The first (kind of war) usually occurs between neighbor­ing tribes and competing families.

The second (kind of war) – war caused by hostility – is usually found among savage nations living in the desert […] They earn their sustenance with their lances and their livelihood by depriving other people of their possessions. They declare war against those who defend their property against them. They have no further desire for rank and royal authority. Their minds and eyes are set only upon depriving other people of their possessions.

The third (kind of war) is the one the religious law calls “the holy war.”

The fourth (kind of war), finally, is dynastic war against seceders and those who refuse obedience.

These are the four kinds of war The first two are unjust and lawless, the other two are holy and just wars. [Italics mine.]

Jihad is holy and just!

And in chapter 31 he writes:

In the Muslim community, the holy war is a religious duty, because of the universalism of the (Muslim) mission and (the obligation to) convert everybody to Islam either by persuasion or by force. {Italics mine.]

As for the Christians:

It is (for them to choose between) conversion to Islam, payment of the poll tax, or death. [Italics mine.]

It could not be more clearly stated that Islam is not “a religion of peace”.


[1]) Translated by Franz Rosenthal in 1967.

[2]) The words in parentheses in the quotes are added by the translator to make the meaning clearer.

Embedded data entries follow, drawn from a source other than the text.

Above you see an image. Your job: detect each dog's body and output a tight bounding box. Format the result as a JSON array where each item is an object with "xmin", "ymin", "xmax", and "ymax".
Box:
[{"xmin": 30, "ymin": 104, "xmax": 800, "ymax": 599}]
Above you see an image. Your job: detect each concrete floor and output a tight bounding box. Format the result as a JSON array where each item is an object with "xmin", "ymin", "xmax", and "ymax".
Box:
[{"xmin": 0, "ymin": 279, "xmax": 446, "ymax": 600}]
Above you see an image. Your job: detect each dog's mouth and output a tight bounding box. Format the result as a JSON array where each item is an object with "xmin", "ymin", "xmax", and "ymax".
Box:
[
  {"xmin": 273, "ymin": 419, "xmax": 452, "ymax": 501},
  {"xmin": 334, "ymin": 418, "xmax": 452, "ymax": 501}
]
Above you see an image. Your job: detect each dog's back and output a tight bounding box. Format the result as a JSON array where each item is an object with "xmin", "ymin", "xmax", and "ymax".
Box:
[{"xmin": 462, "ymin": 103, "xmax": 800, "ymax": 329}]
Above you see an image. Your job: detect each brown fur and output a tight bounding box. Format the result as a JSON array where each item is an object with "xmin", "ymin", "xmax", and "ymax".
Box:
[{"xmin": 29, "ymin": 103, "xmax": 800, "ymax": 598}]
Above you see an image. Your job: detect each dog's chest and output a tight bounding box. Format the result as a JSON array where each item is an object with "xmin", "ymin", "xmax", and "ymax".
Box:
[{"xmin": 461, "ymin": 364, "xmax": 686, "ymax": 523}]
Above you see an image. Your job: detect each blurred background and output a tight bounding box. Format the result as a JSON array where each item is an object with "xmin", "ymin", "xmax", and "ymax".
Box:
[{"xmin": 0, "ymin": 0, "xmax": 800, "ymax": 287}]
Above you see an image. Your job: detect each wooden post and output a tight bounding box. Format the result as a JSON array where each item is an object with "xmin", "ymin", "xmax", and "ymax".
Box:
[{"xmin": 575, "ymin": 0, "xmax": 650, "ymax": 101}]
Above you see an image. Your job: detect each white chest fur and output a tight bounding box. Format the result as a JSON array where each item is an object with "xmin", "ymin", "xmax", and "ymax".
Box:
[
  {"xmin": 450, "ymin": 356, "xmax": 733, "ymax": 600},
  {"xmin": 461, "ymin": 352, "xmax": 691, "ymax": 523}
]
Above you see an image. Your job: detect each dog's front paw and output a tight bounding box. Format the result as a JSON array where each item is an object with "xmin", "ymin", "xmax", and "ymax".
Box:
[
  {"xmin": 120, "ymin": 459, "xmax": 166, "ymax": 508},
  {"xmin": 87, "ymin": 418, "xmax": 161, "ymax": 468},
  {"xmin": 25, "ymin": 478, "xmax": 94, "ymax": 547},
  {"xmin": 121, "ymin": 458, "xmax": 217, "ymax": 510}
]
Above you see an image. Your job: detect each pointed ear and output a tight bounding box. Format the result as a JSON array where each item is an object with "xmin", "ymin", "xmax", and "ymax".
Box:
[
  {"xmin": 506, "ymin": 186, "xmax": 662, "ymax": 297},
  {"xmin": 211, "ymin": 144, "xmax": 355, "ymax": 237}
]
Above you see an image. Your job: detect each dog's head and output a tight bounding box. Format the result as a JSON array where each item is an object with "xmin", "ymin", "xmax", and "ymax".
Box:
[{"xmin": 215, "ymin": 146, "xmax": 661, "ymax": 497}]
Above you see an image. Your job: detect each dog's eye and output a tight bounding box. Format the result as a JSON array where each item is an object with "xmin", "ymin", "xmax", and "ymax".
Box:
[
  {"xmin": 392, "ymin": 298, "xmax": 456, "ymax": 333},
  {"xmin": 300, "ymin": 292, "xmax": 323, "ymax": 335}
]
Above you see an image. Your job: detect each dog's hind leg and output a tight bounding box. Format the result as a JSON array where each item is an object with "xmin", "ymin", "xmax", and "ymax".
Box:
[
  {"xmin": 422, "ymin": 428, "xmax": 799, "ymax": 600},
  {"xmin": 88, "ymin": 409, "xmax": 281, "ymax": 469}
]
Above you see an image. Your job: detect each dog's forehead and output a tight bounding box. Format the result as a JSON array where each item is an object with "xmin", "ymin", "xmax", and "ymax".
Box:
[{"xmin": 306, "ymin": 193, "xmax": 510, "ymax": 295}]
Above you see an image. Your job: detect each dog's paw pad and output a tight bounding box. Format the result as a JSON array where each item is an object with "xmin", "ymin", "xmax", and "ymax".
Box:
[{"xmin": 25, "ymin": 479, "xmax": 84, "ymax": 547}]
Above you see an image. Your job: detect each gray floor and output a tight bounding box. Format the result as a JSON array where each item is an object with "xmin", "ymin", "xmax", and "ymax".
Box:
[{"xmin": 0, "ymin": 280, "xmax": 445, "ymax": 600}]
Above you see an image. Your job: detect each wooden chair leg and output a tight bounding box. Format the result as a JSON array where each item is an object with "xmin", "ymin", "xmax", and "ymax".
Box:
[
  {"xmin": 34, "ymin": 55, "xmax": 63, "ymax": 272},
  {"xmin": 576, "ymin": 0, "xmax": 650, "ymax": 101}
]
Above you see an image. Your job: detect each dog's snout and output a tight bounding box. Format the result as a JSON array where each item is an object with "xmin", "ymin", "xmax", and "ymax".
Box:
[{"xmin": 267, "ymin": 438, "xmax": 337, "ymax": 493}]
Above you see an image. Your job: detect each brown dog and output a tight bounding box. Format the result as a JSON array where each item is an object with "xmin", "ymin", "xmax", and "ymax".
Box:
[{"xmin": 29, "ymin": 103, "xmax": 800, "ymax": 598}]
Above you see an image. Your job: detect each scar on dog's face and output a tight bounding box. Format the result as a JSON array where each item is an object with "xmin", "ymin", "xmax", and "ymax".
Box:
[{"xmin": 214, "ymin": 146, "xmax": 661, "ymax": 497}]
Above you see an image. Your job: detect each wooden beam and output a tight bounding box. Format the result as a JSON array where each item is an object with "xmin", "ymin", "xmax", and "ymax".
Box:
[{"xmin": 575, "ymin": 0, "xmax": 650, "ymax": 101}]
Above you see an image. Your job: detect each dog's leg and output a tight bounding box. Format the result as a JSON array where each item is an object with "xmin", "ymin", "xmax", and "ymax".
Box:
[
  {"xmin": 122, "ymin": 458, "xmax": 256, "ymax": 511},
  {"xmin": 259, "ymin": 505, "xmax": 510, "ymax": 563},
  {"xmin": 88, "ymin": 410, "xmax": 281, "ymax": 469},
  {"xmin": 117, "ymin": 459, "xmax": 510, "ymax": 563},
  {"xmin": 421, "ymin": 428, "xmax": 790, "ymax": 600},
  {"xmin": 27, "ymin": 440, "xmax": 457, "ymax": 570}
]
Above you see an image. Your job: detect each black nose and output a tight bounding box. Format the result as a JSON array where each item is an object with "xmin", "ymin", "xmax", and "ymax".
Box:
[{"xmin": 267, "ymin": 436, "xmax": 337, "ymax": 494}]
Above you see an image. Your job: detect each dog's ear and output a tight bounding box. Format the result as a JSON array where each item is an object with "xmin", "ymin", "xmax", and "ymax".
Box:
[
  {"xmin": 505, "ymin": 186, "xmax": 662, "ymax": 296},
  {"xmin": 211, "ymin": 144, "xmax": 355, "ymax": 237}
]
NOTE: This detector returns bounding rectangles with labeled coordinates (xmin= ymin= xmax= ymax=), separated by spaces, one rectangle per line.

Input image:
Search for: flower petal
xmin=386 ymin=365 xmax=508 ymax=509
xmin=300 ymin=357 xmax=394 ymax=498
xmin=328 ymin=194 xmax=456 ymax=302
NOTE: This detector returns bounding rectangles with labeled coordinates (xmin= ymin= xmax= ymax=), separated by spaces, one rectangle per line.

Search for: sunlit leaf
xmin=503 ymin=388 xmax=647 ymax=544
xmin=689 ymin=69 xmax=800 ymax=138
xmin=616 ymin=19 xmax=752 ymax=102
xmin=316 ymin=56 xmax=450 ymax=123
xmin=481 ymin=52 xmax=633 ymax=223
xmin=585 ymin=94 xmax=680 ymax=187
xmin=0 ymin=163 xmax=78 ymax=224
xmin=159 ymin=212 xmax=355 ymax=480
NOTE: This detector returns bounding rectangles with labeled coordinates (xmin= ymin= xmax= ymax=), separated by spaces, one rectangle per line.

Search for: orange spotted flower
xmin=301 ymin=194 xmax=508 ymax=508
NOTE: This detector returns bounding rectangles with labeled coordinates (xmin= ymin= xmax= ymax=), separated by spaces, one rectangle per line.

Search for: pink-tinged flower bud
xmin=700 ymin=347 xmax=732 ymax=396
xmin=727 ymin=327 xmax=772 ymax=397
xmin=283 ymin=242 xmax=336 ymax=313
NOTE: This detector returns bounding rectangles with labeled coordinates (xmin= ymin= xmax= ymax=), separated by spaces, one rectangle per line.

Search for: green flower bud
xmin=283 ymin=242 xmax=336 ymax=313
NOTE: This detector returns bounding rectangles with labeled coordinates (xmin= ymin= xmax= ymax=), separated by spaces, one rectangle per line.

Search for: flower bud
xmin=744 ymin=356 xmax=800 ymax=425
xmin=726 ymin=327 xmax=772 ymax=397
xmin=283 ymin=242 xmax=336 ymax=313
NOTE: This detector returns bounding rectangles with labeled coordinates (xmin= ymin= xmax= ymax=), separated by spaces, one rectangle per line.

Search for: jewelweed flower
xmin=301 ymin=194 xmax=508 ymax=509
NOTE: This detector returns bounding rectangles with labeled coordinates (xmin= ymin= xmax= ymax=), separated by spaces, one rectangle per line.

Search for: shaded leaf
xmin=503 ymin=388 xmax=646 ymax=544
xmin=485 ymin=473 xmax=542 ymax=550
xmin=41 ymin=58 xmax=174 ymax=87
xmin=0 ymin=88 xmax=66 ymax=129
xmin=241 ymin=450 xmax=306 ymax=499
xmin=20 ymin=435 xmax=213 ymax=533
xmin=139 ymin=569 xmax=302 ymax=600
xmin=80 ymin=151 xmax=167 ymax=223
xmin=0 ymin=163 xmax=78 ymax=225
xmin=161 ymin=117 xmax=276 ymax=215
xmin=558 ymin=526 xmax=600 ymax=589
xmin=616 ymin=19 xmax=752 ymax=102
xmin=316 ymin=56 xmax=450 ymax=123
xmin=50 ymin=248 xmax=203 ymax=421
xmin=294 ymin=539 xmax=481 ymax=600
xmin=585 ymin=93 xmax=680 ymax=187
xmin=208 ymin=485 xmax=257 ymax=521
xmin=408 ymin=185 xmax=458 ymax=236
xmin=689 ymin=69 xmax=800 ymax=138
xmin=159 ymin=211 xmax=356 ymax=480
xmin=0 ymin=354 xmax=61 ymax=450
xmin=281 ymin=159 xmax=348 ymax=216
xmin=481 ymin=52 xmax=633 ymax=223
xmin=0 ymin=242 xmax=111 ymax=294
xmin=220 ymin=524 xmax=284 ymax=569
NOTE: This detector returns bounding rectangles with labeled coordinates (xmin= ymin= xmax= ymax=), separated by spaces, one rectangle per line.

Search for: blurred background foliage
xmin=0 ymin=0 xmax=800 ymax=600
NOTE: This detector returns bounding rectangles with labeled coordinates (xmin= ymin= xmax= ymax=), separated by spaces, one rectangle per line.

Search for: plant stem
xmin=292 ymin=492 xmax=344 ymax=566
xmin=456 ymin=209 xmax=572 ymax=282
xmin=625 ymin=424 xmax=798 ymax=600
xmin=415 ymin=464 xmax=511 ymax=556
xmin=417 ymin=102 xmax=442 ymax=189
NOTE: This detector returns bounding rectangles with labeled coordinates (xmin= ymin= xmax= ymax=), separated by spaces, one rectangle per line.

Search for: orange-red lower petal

[3]) An old acquaintance of mine who has converted to Islam has explained to me that there are two forms of jihad. There is the “small jihad”, which is waging war to spread Islam; and there is the “big jihad”, which is waging war within one’s own mind against anti-Muslim thoughts and ideas, like selfishness. – Well, to risk one’s life in the holy war – much more then to become a suicide bomber – one first has to uproot selfishness. But why then all those promises of Paradise and threats of Hell? Wishing to avoid coming to Hell in the hereafter is a selfish wish.